Prayer that needs no utterance.
Up before Matins, whilst the house
still slumbers, she labours
away the shadowed hours
shoulder welded to the flank
of cow after cow.
Her thick sinewed arms
drive the heels of roughened hands
into the dough. Over and over.
These are not chores,
but benedictions to life.
And her kitchen now smells
of hay and heifer
the innocence
of daily bread.
This is no milkmaid.
No kitchen helper.
She is no less than a saint,
proclaimed in cobalt
& ochre,
centered in her own world.
A world where pouring milk
becomes devotion.
A world where holding
the belly of a jug
(ever so gently)
makes us quietly weep
for the faith we’ve lost.
David Terelinck
David Terelinck is notorious for holding words hostage on a page until they agree to become a poem. On rare occasions a ransom is paid in prize money. A lover of gin & tonic, along with long beach and rainforest walks, David feels we need more poetry less politics, and firmly believes dolphins should be running the planet.

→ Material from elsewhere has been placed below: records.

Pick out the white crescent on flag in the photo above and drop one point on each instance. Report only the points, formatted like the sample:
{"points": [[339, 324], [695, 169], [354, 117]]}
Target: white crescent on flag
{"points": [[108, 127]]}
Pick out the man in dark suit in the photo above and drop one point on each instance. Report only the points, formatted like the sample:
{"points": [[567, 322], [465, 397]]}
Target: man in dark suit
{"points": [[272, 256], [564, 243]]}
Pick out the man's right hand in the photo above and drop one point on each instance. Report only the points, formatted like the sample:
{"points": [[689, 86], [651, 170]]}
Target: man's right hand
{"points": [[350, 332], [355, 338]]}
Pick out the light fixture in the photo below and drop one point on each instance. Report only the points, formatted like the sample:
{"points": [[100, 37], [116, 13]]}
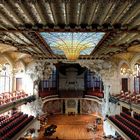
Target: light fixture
{"points": [[72, 44]]}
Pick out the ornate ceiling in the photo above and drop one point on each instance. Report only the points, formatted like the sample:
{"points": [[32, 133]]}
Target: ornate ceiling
{"points": [[22, 21]]}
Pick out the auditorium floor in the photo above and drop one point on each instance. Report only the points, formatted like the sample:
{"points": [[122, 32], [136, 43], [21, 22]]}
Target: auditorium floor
{"points": [[73, 128]]}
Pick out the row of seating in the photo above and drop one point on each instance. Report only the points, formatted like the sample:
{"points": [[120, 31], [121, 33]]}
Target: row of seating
{"points": [[128, 97], [46, 93], [9, 119], [129, 118], [11, 96], [96, 93], [129, 132], [129, 124], [10, 130]]}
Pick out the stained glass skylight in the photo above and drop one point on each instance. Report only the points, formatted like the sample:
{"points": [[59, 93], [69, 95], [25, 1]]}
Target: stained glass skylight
{"points": [[72, 44]]}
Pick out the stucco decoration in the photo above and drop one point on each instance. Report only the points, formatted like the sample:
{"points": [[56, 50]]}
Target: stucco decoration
{"points": [[36, 107], [105, 69], [53, 107], [89, 107]]}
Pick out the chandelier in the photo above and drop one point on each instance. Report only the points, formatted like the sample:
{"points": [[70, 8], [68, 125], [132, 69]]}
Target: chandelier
{"points": [[72, 44], [128, 72]]}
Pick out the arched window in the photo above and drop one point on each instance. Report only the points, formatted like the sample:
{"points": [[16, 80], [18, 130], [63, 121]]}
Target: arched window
{"points": [[137, 79], [5, 79]]}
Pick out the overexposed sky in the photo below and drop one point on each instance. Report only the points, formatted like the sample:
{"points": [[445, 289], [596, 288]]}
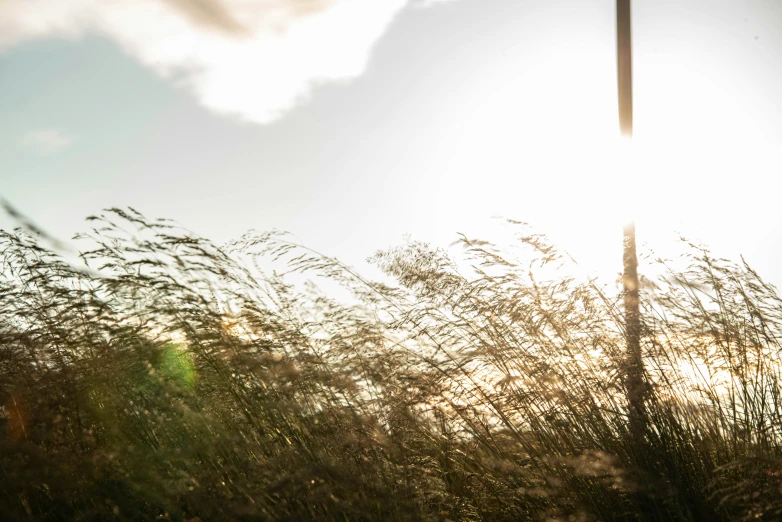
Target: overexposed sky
{"points": [[353, 123]]}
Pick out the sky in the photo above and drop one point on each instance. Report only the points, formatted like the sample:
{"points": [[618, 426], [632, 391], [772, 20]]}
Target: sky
{"points": [[356, 124]]}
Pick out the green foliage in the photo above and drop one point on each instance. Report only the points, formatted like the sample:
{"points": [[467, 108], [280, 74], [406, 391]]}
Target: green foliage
{"points": [[165, 378]]}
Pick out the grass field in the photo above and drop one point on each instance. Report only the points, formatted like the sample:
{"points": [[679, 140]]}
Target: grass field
{"points": [[164, 378]]}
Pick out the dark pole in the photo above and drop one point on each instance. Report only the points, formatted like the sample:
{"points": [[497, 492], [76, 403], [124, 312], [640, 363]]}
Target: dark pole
{"points": [[634, 376]]}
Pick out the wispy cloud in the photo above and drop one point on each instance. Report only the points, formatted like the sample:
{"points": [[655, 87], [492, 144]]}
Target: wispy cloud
{"points": [[254, 59], [47, 141]]}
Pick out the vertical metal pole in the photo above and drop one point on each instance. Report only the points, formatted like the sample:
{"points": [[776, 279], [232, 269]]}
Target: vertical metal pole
{"points": [[634, 376]]}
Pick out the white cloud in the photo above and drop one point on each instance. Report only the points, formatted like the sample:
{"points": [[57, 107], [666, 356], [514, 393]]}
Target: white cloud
{"points": [[254, 59], [47, 141]]}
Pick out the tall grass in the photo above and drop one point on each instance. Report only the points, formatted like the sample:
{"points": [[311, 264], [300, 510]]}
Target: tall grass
{"points": [[165, 378]]}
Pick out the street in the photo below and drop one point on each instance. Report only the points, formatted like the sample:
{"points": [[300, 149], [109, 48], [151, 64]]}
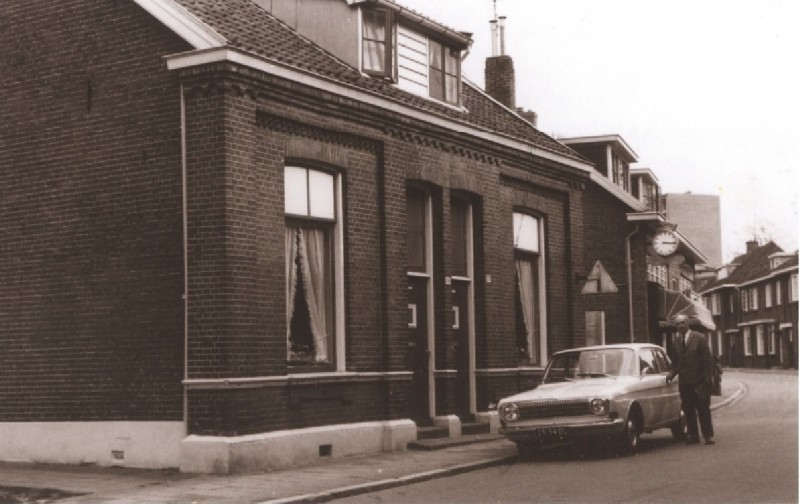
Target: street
{"points": [[755, 460]]}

In a previous Sydney-based lifetime, David was a post-graduate clinical registered nurse and was also involved in academic writing. Many of his articles were published in peer-reviewed nursing journals. Now retired from paid employment, he lives and writes in warmer climes on the lands of the Yugambeh peoples.
David has published two tanka collections (Casting Shadows, 2011 and Slow Growing Ivy, 2014), and co-authored A Shared Umbrella with Beverley George in 2016. He has judged many tanka competitions and edited international journals and anthologies. David’s tanka and haiku have won awards internationally, and have been published widely in journals and anthologies.
Since a return to free verse poetry in 2019, he has been shortlisted, placed, and won awards in Australia and overseas. His poems have been anthologised regularly.
Small Epiphanies is David’s first free verse collection.